The advantage of an algorithm over a human is the ability to accrue more specific information about individual users and their social connections and pull from a larger library of music than any one real DJ can actually hope to know and recall in a lifetime. (I think Slacker Radio is really about nostalgia, not any real advantage from human DJ’s.) The challenge is preserving a sense of serendipity that comes from random connections and dealing with the (currently) very limited ability for computer programs to read human emotions.
Sociality is not just another form of discovery. Sociality refers to the shared experience of music. “Social discovery,” is the intersection of the two, but for my purposes here, I am including that as part of discovery in general.

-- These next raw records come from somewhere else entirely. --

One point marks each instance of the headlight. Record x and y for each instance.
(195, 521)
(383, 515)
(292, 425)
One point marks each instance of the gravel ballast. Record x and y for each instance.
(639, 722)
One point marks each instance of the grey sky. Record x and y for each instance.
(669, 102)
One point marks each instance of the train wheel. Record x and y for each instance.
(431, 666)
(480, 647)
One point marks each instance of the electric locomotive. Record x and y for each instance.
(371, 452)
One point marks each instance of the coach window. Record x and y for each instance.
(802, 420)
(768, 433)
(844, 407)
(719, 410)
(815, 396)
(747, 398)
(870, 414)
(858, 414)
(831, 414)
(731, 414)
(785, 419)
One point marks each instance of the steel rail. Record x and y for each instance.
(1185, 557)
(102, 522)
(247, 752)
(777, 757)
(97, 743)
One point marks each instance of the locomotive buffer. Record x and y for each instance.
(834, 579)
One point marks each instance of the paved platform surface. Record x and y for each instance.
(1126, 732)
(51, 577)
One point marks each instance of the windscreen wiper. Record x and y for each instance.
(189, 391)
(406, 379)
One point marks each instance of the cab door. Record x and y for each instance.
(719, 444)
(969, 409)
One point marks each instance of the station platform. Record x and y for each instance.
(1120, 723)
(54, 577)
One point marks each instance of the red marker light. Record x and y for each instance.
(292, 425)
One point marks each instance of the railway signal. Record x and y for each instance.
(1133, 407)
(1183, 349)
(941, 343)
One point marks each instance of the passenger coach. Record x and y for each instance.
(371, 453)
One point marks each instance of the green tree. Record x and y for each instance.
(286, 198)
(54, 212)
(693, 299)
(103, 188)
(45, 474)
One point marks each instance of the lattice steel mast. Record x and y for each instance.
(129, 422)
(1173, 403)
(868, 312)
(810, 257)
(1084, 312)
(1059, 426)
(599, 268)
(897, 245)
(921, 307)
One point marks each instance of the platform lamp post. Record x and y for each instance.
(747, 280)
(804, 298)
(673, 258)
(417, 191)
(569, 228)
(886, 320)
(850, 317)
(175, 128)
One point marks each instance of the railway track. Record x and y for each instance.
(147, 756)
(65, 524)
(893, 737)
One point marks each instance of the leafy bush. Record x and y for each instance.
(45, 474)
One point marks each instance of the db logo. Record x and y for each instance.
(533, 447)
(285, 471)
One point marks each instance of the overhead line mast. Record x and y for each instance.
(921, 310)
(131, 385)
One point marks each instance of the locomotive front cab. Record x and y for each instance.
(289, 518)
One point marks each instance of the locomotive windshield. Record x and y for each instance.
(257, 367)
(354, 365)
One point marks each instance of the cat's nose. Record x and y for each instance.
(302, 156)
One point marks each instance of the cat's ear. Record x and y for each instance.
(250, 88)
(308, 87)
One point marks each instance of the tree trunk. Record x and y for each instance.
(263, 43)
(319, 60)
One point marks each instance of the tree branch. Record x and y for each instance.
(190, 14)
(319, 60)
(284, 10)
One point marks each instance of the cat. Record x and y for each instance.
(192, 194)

People are social animals, and they want to experience music together. That is the unmet need that Turntable.fm filled. Unless we were already physically together, I couldn’t listen to Pandora or iTunes with my friends. Turntable.fm (and others since) made listening to music social again without the limitations of physical distance. Update: Facebook Music has already done a lot to make music social again, enabling people to listen along with their Facebook friends when a song appears in their ticker. Unfortunately, listening still isn’t synchronized though. What’s most notable here is that Facebook isn’t picking winners. It has engaged a number of partners, many of them direct competitors, providing none a clear competitive advantage.

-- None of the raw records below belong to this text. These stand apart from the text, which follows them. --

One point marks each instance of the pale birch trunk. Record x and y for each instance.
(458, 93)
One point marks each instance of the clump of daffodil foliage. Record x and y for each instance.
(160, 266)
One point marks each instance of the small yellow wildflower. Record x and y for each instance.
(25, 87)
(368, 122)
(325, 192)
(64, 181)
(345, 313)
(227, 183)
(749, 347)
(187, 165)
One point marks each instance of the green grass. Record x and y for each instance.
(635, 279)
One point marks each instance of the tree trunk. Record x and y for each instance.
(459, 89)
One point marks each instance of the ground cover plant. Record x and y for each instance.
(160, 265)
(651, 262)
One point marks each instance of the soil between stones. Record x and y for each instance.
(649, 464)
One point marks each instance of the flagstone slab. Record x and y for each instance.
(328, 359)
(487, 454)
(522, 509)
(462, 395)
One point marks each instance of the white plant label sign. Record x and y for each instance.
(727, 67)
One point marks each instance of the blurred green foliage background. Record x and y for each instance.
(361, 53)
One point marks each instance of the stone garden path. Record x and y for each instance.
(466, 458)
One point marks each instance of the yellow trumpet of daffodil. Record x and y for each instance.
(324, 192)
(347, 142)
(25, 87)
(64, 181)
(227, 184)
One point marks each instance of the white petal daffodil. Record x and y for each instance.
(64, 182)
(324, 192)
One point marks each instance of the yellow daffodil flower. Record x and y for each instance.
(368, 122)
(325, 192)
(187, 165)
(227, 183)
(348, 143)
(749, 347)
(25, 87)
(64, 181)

Positive psychology has shown the benefits of synchronized movement (also known as dancing). We’re only just beginning to explore ways for people to dance together to digital music. Surely still more opportunities exist.
Music can be profoundly emotional. It provides a soundtrack to our lives and marks the sentiment of occasions. Just look the role it plays in film and sports. People connect emotionally with other sentient beings, not their computer speakers, but technology can help forge those connections by allowing users to tell stories about and with music. That is what sociality is all about.

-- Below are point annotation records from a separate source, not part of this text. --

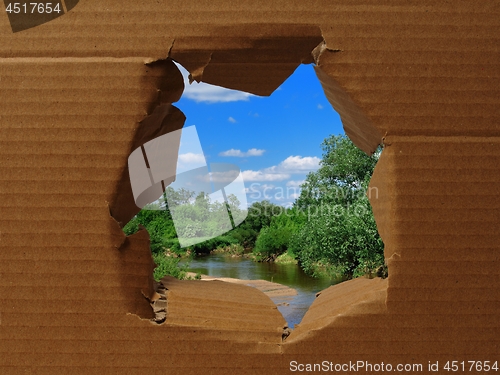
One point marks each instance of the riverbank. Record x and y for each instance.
(269, 288)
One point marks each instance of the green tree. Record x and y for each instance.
(340, 230)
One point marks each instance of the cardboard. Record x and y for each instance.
(79, 92)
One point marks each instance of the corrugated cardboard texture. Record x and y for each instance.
(421, 77)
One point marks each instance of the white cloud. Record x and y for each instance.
(250, 175)
(296, 164)
(295, 183)
(242, 154)
(191, 158)
(282, 171)
(203, 92)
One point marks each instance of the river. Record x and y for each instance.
(293, 308)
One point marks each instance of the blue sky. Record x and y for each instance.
(274, 140)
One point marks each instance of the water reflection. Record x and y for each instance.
(291, 275)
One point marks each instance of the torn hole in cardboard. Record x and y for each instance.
(157, 296)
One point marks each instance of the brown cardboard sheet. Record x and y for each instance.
(81, 91)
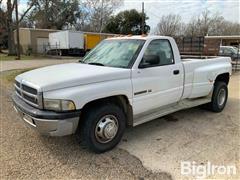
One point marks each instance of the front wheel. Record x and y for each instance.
(219, 97)
(103, 127)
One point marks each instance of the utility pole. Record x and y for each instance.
(143, 19)
(17, 28)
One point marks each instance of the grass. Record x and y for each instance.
(5, 57)
(8, 77)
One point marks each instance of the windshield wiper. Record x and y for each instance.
(98, 64)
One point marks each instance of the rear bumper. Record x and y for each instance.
(47, 122)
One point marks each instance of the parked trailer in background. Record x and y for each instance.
(67, 42)
(74, 42)
(199, 46)
(92, 39)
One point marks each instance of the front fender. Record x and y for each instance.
(84, 94)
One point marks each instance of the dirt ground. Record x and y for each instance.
(152, 150)
(22, 64)
(27, 155)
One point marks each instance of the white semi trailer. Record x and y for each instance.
(66, 43)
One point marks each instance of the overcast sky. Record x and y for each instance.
(154, 9)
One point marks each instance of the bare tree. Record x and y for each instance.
(94, 14)
(11, 24)
(169, 25)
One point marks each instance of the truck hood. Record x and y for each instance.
(72, 74)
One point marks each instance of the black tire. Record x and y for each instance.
(217, 104)
(92, 117)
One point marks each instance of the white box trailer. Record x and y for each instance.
(67, 42)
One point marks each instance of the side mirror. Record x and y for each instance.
(149, 61)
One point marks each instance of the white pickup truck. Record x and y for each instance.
(124, 81)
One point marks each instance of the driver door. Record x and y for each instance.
(160, 84)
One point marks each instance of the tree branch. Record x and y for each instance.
(28, 9)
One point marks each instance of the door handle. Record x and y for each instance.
(175, 72)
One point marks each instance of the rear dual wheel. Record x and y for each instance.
(219, 97)
(103, 127)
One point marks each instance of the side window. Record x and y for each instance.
(162, 49)
(227, 51)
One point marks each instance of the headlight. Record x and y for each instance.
(59, 105)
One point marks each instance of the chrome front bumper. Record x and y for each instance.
(47, 122)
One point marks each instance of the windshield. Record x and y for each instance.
(114, 53)
(235, 50)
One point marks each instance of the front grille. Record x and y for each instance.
(29, 94)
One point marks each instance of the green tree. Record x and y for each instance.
(127, 22)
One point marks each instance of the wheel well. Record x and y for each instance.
(223, 78)
(120, 100)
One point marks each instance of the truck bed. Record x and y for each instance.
(200, 74)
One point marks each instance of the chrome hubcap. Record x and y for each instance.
(106, 129)
(221, 97)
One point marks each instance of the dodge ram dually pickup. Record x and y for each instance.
(123, 81)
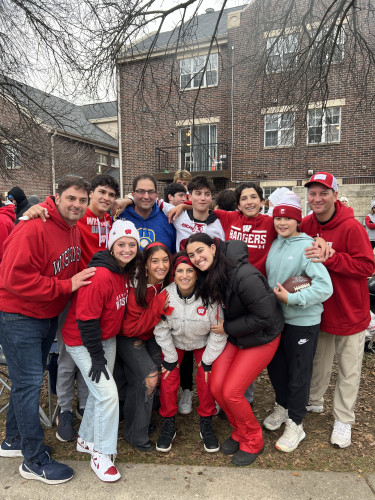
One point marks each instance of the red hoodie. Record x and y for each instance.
(94, 232)
(141, 322)
(39, 261)
(347, 311)
(257, 232)
(7, 218)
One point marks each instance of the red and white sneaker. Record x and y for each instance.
(104, 468)
(84, 446)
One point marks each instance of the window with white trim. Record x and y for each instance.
(12, 158)
(279, 129)
(281, 52)
(324, 125)
(194, 73)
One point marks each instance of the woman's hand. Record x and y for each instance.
(281, 293)
(219, 328)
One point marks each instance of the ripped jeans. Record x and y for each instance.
(142, 361)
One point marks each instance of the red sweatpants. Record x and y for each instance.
(170, 385)
(232, 373)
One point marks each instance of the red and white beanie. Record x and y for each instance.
(289, 205)
(122, 228)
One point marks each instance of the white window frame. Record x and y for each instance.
(191, 70)
(280, 48)
(12, 158)
(324, 123)
(285, 135)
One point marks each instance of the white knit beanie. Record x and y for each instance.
(122, 228)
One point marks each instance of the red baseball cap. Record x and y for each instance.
(324, 178)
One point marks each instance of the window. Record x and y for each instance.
(281, 52)
(326, 46)
(198, 148)
(324, 125)
(193, 73)
(12, 157)
(279, 130)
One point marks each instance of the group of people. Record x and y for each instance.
(133, 301)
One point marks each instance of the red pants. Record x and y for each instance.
(170, 385)
(233, 372)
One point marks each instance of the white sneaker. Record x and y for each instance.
(341, 435)
(185, 405)
(104, 468)
(293, 435)
(84, 446)
(315, 408)
(276, 419)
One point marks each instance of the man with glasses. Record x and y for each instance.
(150, 222)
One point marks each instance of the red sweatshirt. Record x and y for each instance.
(141, 322)
(7, 218)
(39, 261)
(347, 311)
(105, 299)
(94, 232)
(257, 232)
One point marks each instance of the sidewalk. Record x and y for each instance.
(166, 482)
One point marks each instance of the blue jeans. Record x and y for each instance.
(26, 343)
(100, 420)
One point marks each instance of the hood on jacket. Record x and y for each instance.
(154, 212)
(105, 259)
(9, 211)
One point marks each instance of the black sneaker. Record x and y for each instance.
(167, 435)
(211, 444)
(65, 429)
(46, 470)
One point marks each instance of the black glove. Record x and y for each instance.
(97, 368)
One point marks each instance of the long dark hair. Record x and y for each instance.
(141, 289)
(213, 282)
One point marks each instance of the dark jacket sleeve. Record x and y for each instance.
(91, 338)
(259, 309)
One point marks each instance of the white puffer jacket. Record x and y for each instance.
(188, 328)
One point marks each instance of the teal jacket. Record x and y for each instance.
(286, 258)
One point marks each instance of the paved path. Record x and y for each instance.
(166, 482)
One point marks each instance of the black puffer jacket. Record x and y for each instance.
(252, 314)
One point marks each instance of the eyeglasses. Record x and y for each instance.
(142, 192)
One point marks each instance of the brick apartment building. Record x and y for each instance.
(245, 118)
(48, 138)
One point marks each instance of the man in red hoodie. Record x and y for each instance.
(38, 274)
(346, 313)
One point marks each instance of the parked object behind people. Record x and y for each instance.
(94, 319)
(291, 368)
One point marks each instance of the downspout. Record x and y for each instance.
(119, 141)
(53, 172)
(232, 111)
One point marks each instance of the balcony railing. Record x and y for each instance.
(199, 158)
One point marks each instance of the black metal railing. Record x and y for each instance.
(197, 158)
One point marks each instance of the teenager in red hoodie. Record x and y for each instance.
(136, 345)
(346, 313)
(37, 276)
(90, 330)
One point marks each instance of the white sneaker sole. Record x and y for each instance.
(209, 450)
(285, 449)
(32, 475)
(165, 450)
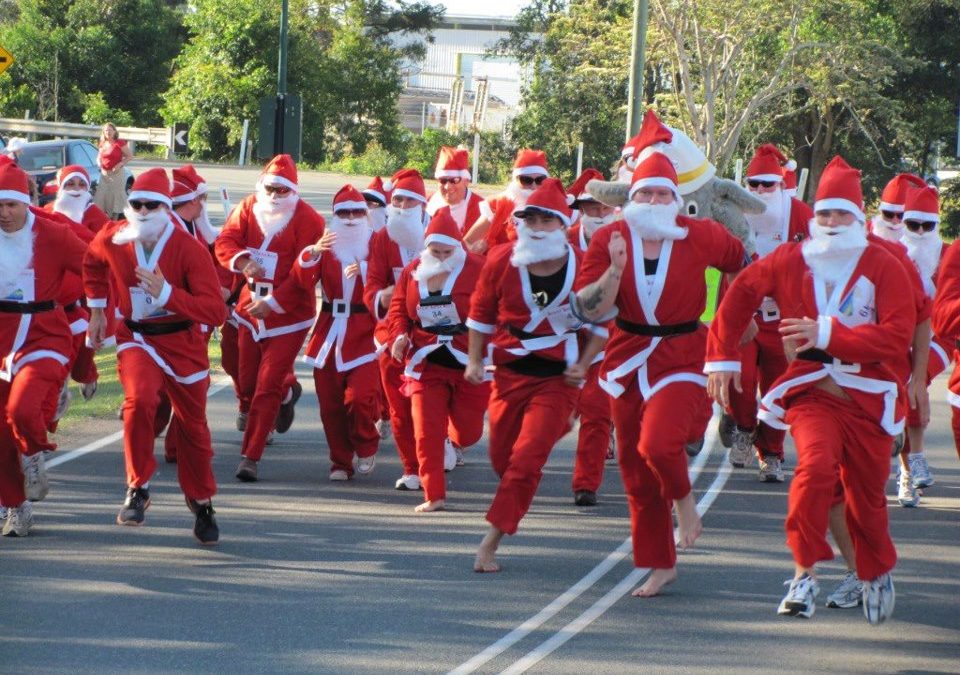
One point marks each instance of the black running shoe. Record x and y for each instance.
(285, 414)
(205, 528)
(134, 507)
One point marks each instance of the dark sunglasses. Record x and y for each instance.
(917, 225)
(136, 205)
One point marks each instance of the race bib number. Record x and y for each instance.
(266, 259)
(20, 289)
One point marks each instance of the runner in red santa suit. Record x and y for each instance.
(453, 174)
(652, 370)
(166, 288)
(35, 342)
(762, 359)
(428, 334)
(846, 318)
(523, 303)
(391, 249)
(595, 440)
(497, 224)
(341, 349)
(262, 240)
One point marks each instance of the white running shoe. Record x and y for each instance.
(18, 521)
(365, 464)
(801, 599)
(449, 456)
(408, 482)
(920, 471)
(906, 492)
(879, 599)
(848, 594)
(35, 481)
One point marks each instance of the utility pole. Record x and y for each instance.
(635, 94)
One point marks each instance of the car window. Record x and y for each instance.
(41, 158)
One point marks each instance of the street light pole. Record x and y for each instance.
(635, 94)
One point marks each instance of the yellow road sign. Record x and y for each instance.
(6, 59)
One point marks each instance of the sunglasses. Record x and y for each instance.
(136, 205)
(917, 225)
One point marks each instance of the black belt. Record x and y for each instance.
(165, 328)
(657, 331)
(8, 307)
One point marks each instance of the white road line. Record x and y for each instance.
(71, 455)
(595, 611)
(575, 591)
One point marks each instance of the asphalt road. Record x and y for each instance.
(313, 576)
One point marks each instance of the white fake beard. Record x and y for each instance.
(273, 212)
(830, 255)
(141, 228)
(654, 222)
(16, 254)
(886, 230)
(353, 239)
(430, 266)
(406, 227)
(532, 247)
(72, 204)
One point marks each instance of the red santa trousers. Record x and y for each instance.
(349, 410)
(594, 439)
(266, 369)
(23, 424)
(444, 405)
(528, 415)
(762, 361)
(142, 381)
(401, 418)
(651, 435)
(835, 438)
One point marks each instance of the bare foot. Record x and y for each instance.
(655, 582)
(688, 521)
(428, 506)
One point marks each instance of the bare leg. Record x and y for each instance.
(486, 555)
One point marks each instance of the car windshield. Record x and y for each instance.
(41, 158)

What kind of business will streaming music be?
What’s a streaming service provider to do if they’re core service offering is destined to be fungible? Choosing whether to be a product innovation, customer relationship, or infrastructure business will go a long well toward helping guide strategy.
Although it is where a great many companies start, product innovation seems like it will be the hardest to defend of the three. Returning to the example of the radio feature, after MOG introduced its slider, it wasn’t long before Rdio had a radio button, and now Spotify has its equivalent. Moreover, a streaming service that positions itself as in a product innovation business will be competing against the countless startups out there trying to shape the future of music as well.
MOG, with its roots in a social music network, seems to have aligned itself to a customer relationship business. Deepening and extending the customer relationship will, of course, still depend on innovation, but being a fast follower can suffice.
Spotify seems to be competing as an infrastructure business with its ad supported offering, and I think that is where the mass market is today. A customer relationship business will appeal only to the most fervent music fans who are willing to pay for the incremental value of greater customer intimacy (which comes at a greater cost to the service provider).
The open question in my mind is whether ads will generate enough profits for Spotify or if they will need to convert listeners to paying accounts and sell recordings to succeed. It doesn’t seem to be working out that well for Pandora, and once users have to pay, I think both MOG and Rdio have a more compelling value proposition. Time will tell.